How Positive Pay Deters US Check Fraud
Check fraud is a growing business with current estimates of losses fast approaching $15 billion per year in the U.S. Whether it is for Accounts Payable, Payroll, Claims or another payment process companies are exposed to potential losses from check fraud.
Positive pay filing is the best deterrent to check fraud available today. The positive pay process entails a daily reconcilement of a company’s issued checks to checks presented for payment to the bank to identify potentially fraudulent checks.
Positive Pay is a fraud prevention mechanism that reconciles checks being encashed against details of the checks issued by the account holder. Customer provides the bank with the details of the checks like Beneficiary Name, amount, date etc. When a check is encashed, the details of the presented check are compared against the check information as provided by the customer. In case of a mismatch, the checks are paid or returned after confirming with the customer. Normally, Positive Pay is used by corporate houses that handle a lot of checks during their daily activities.

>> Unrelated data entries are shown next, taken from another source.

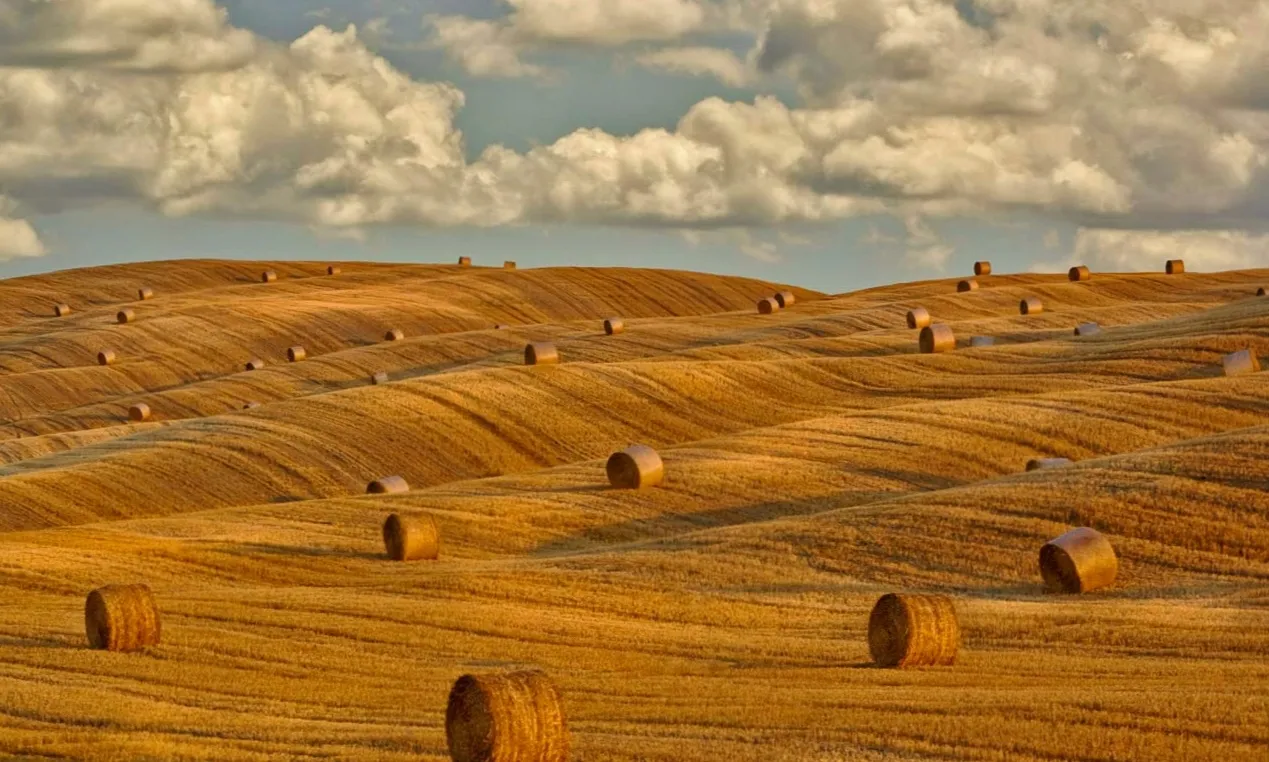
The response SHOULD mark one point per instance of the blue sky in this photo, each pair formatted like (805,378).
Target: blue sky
(1008,197)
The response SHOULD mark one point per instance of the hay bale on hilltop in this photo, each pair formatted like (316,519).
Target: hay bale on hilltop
(387,485)
(1078,561)
(411,537)
(638,466)
(1242,361)
(914,631)
(122,617)
(513,716)
(918,318)
(937,338)
(541,353)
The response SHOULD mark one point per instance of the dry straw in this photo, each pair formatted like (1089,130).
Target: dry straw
(635,467)
(513,716)
(122,617)
(541,353)
(1078,561)
(914,631)
(918,318)
(1242,361)
(387,485)
(937,338)
(411,537)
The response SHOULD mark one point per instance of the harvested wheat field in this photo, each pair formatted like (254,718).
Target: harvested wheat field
(812,460)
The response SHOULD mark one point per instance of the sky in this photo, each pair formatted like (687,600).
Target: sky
(829,144)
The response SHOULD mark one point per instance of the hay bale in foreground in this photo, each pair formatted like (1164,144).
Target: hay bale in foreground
(1242,361)
(122,617)
(541,353)
(411,537)
(1078,561)
(1037,464)
(918,318)
(914,631)
(513,716)
(638,466)
(937,338)
(387,485)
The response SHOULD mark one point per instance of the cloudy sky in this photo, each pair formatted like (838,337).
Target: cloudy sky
(833,144)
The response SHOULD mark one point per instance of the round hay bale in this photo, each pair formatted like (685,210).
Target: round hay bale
(1242,361)
(918,318)
(122,617)
(411,537)
(937,338)
(638,466)
(1037,464)
(1078,561)
(514,716)
(541,353)
(387,485)
(914,631)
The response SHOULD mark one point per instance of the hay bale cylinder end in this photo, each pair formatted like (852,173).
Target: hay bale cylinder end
(914,631)
(122,617)
(513,716)
(1078,561)
(411,537)
(638,466)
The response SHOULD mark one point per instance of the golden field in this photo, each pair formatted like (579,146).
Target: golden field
(814,461)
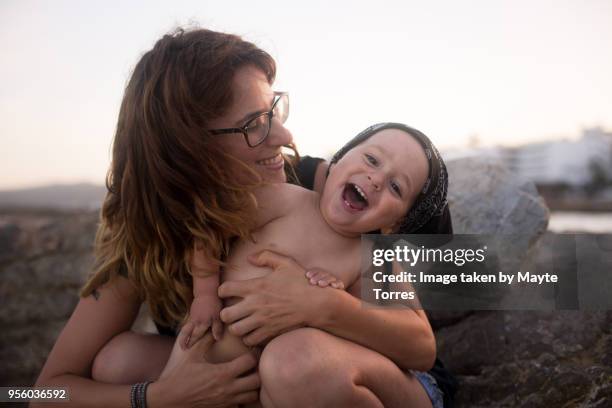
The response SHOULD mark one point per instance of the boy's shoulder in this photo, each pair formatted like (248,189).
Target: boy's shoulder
(288,191)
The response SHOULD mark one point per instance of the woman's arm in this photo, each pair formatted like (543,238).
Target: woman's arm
(283,300)
(112,310)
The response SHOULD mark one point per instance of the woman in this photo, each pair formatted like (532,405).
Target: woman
(173,181)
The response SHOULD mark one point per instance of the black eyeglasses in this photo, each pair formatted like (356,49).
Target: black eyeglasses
(257,129)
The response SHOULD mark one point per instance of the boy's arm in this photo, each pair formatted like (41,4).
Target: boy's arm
(206,305)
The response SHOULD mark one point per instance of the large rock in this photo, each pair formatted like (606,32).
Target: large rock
(486,198)
(510,359)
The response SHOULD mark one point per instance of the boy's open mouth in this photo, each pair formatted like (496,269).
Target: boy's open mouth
(355,197)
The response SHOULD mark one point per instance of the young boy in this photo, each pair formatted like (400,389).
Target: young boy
(372,184)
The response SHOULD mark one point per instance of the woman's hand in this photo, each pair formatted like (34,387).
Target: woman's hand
(274,304)
(189,380)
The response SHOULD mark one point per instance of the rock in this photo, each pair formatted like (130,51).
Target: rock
(44,260)
(486,198)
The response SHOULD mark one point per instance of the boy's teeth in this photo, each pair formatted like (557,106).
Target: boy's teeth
(361,193)
(266,162)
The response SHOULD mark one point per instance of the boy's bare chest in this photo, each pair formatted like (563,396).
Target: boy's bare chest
(306,238)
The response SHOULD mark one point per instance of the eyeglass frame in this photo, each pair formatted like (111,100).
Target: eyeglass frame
(244,130)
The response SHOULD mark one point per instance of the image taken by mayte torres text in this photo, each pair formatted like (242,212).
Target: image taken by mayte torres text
(486,272)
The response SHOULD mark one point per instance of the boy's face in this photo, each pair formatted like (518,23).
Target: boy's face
(374,184)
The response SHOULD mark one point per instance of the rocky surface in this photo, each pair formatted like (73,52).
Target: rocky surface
(509,359)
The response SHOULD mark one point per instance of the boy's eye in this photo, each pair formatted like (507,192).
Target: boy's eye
(395,187)
(371,159)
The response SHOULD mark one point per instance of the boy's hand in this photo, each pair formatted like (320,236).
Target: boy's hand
(319,277)
(203,315)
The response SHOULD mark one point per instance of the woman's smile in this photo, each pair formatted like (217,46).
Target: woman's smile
(274,163)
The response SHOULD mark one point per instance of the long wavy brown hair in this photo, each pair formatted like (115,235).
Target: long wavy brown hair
(169,182)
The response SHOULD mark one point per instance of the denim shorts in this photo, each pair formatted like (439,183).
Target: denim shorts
(431,387)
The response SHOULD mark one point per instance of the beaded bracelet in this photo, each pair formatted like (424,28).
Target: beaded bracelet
(138,395)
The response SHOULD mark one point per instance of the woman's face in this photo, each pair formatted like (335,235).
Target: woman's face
(375,183)
(252,94)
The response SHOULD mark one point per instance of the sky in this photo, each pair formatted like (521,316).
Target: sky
(501,72)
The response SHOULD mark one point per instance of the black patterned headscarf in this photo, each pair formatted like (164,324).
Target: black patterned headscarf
(429,213)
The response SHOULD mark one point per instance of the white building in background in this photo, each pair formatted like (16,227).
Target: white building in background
(555,162)
(563,161)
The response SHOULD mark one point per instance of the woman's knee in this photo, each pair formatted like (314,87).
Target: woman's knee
(130,357)
(301,357)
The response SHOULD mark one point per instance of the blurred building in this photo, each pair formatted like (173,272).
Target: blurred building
(573,163)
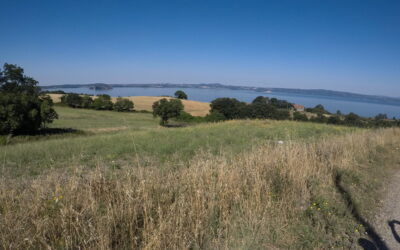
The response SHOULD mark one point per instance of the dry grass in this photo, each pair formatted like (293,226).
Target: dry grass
(194,108)
(252,200)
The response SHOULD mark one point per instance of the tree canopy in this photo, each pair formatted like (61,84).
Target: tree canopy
(180,95)
(22,108)
(167,109)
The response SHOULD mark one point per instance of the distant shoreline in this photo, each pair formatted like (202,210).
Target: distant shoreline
(262,90)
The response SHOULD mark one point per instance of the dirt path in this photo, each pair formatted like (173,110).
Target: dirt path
(387,222)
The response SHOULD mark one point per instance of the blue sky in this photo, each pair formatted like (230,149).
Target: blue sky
(330,44)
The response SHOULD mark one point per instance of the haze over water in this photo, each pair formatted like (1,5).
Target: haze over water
(207,95)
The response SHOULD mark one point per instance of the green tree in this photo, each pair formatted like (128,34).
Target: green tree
(297,116)
(214,116)
(20,102)
(73,100)
(86,102)
(229,107)
(123,105)
(102,102)
(167,109)
(180,95)
(47,113)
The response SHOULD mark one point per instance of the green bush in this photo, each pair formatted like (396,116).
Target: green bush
(167,109)
(180,95)
(102,102)
(22,109)
(123,105)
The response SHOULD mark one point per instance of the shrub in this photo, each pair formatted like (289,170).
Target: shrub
(73,100)
(86,101)
(215,116)
(167,109)
(123,105)
(297,116)
(102,102)
(22,109)
(180,95)
(231,108)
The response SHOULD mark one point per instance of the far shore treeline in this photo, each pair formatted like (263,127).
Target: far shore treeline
(24,108)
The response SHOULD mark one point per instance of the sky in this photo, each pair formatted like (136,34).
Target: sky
(345,45)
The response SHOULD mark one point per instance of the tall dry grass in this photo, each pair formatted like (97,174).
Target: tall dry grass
(252,200)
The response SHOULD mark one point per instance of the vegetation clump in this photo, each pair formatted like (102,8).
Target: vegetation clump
(180,95)
(22,108)
(167,109)
(123,105)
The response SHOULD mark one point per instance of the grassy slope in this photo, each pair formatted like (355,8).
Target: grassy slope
(227,185)
(102,121)
(194,108)
(133,138)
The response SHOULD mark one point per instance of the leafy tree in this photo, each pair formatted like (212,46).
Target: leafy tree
(167,109)
(73,100)
(334,119)
(215,116)
(381,117)
(102,102)
(229,107)
(261,99)
(297,116)
(47,113)
(353,120)
(86,102)
(180,95)
(20,102)
(123,105)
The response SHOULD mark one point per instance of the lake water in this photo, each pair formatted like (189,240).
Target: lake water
(207,95)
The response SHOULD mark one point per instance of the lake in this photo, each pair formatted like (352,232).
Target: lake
(207,95)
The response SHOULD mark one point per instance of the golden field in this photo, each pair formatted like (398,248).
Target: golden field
(194,108)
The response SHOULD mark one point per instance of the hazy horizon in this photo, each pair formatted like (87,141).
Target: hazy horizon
(350,46)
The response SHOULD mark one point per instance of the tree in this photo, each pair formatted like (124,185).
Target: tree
(47,113)
(21,107)
(180,95)
(123,105)
(297,116)
(167,109)
(229,107)
(73,100)
(214,116)
(102,102)
(86,102)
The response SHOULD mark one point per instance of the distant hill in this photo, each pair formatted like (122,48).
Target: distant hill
(309,92)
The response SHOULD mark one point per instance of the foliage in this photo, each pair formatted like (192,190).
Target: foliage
(167,109)
(123,105)
(102,102)
(230,108)
(180,95)
(72,99)
(86,101)
(318,109)
(22,109)
(214,116)
(297,116)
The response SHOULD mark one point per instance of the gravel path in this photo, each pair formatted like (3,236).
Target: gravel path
(387,222)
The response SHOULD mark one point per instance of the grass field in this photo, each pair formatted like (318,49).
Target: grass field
(227,185)
(194,108)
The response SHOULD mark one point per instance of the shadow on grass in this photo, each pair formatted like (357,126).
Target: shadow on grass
(374,241)
(392,224)
(42,134)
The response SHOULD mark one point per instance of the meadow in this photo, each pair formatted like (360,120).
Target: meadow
(126,183)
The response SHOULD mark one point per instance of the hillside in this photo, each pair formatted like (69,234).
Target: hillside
(124,182)
(194,108)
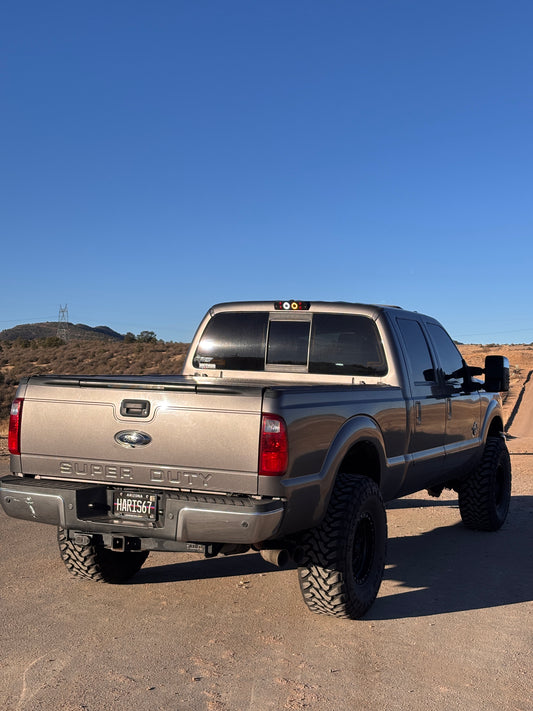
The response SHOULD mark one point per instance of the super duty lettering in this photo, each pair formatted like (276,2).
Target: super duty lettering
(292,424)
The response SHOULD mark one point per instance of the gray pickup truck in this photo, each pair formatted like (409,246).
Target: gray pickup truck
(291,425)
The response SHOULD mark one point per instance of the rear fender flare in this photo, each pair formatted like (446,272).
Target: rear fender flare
(360,428)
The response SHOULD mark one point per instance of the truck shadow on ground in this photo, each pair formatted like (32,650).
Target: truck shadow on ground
(453,569)
(446,569)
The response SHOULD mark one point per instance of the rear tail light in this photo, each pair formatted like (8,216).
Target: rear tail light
(274,449)
(13,440)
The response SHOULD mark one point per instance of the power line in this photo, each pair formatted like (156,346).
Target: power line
(62,323)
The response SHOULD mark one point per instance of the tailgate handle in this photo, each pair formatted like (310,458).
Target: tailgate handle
(135,408)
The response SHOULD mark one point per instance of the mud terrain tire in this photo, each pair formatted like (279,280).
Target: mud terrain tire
(94,562)
(485,496)
(342,561)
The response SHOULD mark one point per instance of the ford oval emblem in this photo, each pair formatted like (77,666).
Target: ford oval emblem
(132,438)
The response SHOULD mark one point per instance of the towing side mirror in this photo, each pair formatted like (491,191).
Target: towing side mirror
(496,374)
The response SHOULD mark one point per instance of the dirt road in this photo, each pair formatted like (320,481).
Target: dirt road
(451,629)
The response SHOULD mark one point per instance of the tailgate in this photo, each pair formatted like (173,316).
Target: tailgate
(174,433)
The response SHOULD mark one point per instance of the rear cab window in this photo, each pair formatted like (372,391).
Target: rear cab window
(319,343)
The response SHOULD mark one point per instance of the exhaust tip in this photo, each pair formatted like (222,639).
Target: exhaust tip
(276,556)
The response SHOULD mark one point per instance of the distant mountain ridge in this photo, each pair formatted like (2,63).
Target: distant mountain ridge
(76,332)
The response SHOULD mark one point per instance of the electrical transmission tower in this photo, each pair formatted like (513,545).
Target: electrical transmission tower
(62,323)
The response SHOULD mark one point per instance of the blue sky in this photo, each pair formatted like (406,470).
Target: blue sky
(159,157)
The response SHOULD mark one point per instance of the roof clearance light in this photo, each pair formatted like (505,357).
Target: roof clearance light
(292,305)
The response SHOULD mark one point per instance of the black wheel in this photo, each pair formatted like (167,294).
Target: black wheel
(343,559)
(94,562)
(485,496)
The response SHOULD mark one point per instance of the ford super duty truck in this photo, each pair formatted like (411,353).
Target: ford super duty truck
(291,424)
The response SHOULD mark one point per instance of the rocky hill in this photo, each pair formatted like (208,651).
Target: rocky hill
(48,329)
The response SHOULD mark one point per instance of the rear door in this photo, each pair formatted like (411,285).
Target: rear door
(426,408)
(463,408)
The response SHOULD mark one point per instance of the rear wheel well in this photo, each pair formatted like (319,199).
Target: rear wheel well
(495,428)
(362,459)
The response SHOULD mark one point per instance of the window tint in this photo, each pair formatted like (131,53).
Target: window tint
(288,343)
(417,350)
(346,345)
(233,341)
(449,356)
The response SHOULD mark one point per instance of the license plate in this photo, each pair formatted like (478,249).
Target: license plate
(135,504)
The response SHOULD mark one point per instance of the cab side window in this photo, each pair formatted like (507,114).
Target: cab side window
(417,351)
(450,359)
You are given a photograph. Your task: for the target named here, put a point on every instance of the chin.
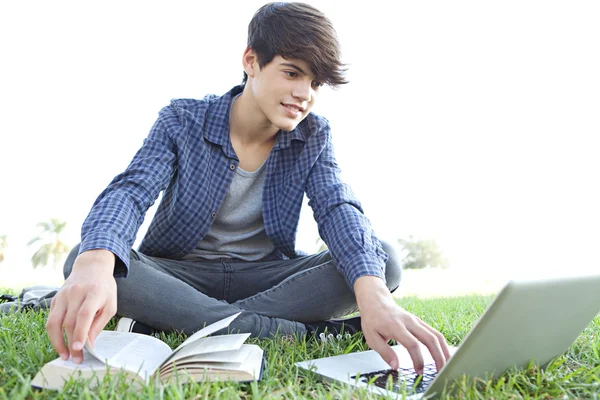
(287, 125)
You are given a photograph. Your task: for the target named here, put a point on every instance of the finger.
(100, 322)
(410, 342)
(85, 315)
(54, 326)
(441, 339)
(379, 344)
(431, 341)
(69, 323)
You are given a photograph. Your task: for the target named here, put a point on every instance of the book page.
(232, 356)
(217, 326)
(133, 352)
(209, 345)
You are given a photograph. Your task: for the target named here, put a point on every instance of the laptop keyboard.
(401, 377)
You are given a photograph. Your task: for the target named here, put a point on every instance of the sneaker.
(130, 325)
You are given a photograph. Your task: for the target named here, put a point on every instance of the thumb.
(379, 344)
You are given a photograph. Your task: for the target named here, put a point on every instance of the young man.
(234, 170)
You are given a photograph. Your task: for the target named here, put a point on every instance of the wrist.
(368, 286)
(102, 261)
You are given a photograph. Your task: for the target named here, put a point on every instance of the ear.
(250, 61)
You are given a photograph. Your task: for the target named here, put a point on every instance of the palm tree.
(52, 247)
(3, 244)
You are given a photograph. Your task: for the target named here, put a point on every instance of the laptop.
(527, 321)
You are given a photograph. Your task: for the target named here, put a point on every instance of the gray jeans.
(274, 296)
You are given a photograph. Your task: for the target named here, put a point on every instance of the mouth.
(293, 109)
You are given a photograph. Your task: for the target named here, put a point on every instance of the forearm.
(100, 261)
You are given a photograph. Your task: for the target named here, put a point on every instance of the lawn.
(24, 348)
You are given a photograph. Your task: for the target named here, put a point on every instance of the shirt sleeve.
(118, 212)
(341, 221)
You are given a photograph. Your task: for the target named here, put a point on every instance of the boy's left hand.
(382, 319)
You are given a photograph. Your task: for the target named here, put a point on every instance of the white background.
(472, 123)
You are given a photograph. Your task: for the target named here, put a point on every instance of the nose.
(302, 91)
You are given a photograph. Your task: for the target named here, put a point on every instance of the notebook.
(528, 320)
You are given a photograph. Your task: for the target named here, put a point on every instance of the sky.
(472, 123)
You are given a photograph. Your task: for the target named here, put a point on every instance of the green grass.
(24, 348)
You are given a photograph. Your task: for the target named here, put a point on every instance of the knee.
(68, 267)
(393, 267)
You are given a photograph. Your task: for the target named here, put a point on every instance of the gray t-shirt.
(238, 230)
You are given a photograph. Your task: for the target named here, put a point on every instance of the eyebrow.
(294, 66)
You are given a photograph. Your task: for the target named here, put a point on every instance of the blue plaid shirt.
(189, 156)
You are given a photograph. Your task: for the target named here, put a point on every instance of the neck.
(247, 122)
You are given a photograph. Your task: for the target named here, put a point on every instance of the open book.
(142, 357)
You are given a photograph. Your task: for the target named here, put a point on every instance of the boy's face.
(285, 90)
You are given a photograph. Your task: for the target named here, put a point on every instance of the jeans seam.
(283, 283)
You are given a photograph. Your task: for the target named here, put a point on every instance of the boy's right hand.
(84, 304)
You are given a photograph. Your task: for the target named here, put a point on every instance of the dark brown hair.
(297, 30)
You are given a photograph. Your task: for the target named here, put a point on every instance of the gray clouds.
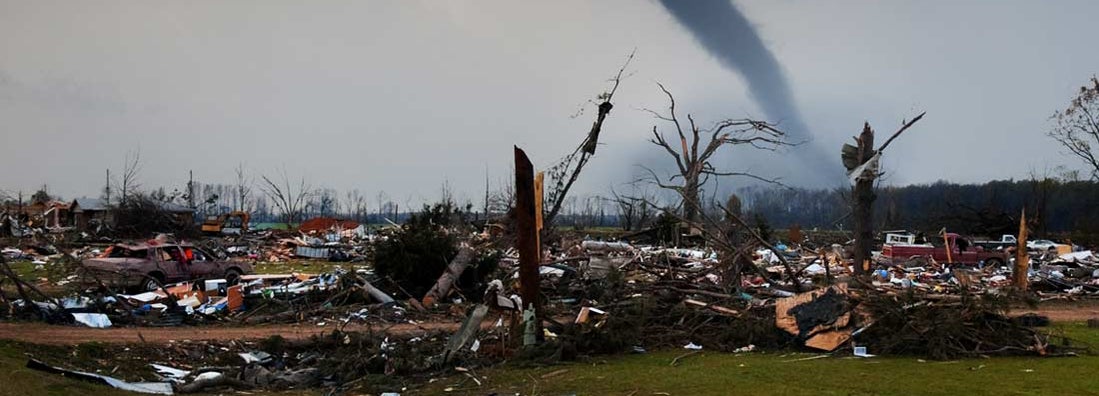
(400, 96)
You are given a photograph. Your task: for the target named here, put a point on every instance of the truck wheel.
(153, 282)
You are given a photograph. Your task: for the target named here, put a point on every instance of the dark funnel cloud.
(726, 34)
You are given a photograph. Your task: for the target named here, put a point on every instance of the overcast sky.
(400, 96)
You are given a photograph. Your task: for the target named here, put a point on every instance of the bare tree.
(243, 188)
(128, 182)
(1077, 127)
(697, 146)
(288, 198)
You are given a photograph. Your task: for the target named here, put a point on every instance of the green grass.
(711, 373)
(707, 373)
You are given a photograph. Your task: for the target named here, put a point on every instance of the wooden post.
(947, 246)
(537, 209)
(528, 238)
(1022, 259)
(864, 204)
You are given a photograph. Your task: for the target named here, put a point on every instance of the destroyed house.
(86, 212)
(40, 213)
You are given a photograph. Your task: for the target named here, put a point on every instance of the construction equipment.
(232, 223)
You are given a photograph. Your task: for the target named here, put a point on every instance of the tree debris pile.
(948, 328)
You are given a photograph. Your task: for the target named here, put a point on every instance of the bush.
(417, 254)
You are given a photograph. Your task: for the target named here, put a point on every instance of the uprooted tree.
(729, 233)
(697, 147)
(1077, 127)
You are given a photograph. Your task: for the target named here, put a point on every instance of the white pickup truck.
(1006, 240)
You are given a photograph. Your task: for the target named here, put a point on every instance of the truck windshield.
(119, 252)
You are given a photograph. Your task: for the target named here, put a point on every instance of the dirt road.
(37, 332)
(68, 334)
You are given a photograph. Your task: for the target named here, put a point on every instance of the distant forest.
(990, 209)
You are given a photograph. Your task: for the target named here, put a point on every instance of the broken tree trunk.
(528, 238)
(450, 276)
(864, 205)
(1022, 259)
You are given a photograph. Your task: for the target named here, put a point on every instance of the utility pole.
(190, 189)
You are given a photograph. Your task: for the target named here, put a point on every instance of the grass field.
(702, 374)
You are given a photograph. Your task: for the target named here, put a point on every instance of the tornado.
(723, 31)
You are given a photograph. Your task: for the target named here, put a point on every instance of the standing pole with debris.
(528, 239)
(862, 163)
(864, 202)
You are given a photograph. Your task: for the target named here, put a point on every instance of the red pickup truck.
(900, 252)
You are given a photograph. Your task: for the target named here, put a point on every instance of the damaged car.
(146, 266)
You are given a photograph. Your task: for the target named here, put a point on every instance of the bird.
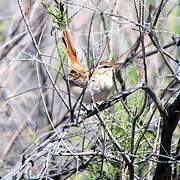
(96, 83)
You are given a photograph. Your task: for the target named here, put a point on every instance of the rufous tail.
(70, 51)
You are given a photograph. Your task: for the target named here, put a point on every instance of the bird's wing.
(78, 79)
(71, 52)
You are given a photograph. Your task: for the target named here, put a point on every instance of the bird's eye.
(105, 66)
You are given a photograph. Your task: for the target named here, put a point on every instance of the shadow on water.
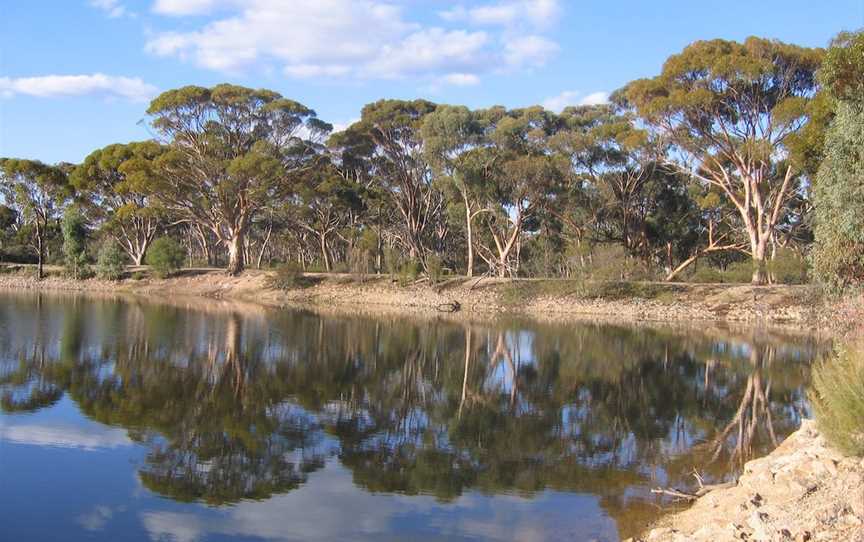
(233, 406)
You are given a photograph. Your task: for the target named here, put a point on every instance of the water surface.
(126, 420)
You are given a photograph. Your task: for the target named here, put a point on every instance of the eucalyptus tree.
(387, 141)
(454, 141)
(37, 192)
(121, 180)
(521, 178)
(231, 149)
(838, 255)
(326, 202)
(729, 109)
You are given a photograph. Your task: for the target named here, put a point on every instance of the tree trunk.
(760, 268)
(40, 254)
(236, 261)
(470, 271)
(324, 254)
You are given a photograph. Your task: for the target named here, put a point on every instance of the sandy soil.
(798, 306)
(802, 491)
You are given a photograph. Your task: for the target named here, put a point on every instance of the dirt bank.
(560, 299)
(802, 491)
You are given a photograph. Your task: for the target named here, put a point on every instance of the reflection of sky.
(84, 475)
(60, 428)
(329, 507)
(87, 487)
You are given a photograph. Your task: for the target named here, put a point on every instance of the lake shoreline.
(803, 456)
(801, 307)
(803, 490)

Capturing information of the checks that are being issued by the company is the first step in positive pay. A Company issues the checks and sends the information of the checks to the bank providing positive pay service. The ‘Check Issuance’ file contains details like Check Number, Check Amount, Check Date and Beneficiary Name along with the account number from which the checks have been issued. This file is fed into the positive pay system at the bank. In cases of an emergency, the customer may issue a check and provide the issuance details on an ad hoc basis, over the phone, fax or through a web front-end of the bank.
Capturing presentation information and reconciliation is the next step in positive pay processing. Checks may be presented in two ways – via inward clearing by the beneficiary’s bank or across the teller’s counter.
In case of checks being sent via inward clearing, the check processing system generates the inward clearing file based on the checks received from other banks. The positive pay reconciliation engine matches this information against the information provided in the check issuance files. Matching is performed against the Check number, Check Date and Check Amount. Additionally, Beneficiary Code may also be used if the beneficiary details are always picked up from a pre-defined library. Checks that match are processed as per the normal inward clearing practice of the bank. Checks that do not match any of the criteria are marked as exception items.
Exceptions are classified into two types.
For unreconciled checks, the bank sends the exceptions to the company with a time window for reply with in the same day. This information could be passed on over the phone, fax or a corporate front-end. The bank may choose to send the data to a treasury workstation if supported.
On receipt of the exception items, the customer verifies the details of the checks and decides to ‘Pay’ or ‘Stop / Return’ the checks. In case of a no match exception, mismatch identification becomes easier if check images are available for comparison. Duplicate exception occurs when a fraudulent check is presented to the system. A check with the same information as the one that has been paid earlier will make the system throw a ‘Duplicate’ exception. This information is sent to the client for a decision since the check that was earlier paid could have been a fraudulent check.
The ‘Stop / Return’ Decision will depend on the method in which checks are processed by the bank. If checks are posted before the positive pay reconciliation is performed then they will need to be ‘Returned’ and ‘Stopped’, if no accounting entries are passed prior to reconciliation.
If customer decision is not received within a specific period of time, the bank shall apply the ‘Default Decision’ and process the check accordingly. Default Decision is an agreed upon decision between the bank and the customer, to be used in cases where the customer does not decide within the specified time window.
While the inward clearing checks can be processed based on a customer decision, across the counter presentments prove to be a difficult task since the beneficiary or their representative is waiting at the counter for the payment. These checks are processed via the positive pay reconciliation engine. If the presentment details match with the check issuance information, the check is paid. If there is a discrepancy, the default decision is used for processing the check. Since no time window is available for across the counter presentments, the decision is based on the previously agreed upon ‘Default Decision’.
While companies may try to employ a cost/benefit analysis in determining whether to use positive pay services, most companies will lack sufficient credible data to perform such an analysis. Companies without a history of check fraud losses, tend to understate the potential losses from check fraud while more accurate data exists for estimating the cost of implementing the service. Positive Pay is more like an insurance policy, if things are normal there are no tangible benefits but in case of an exception, it is a boon.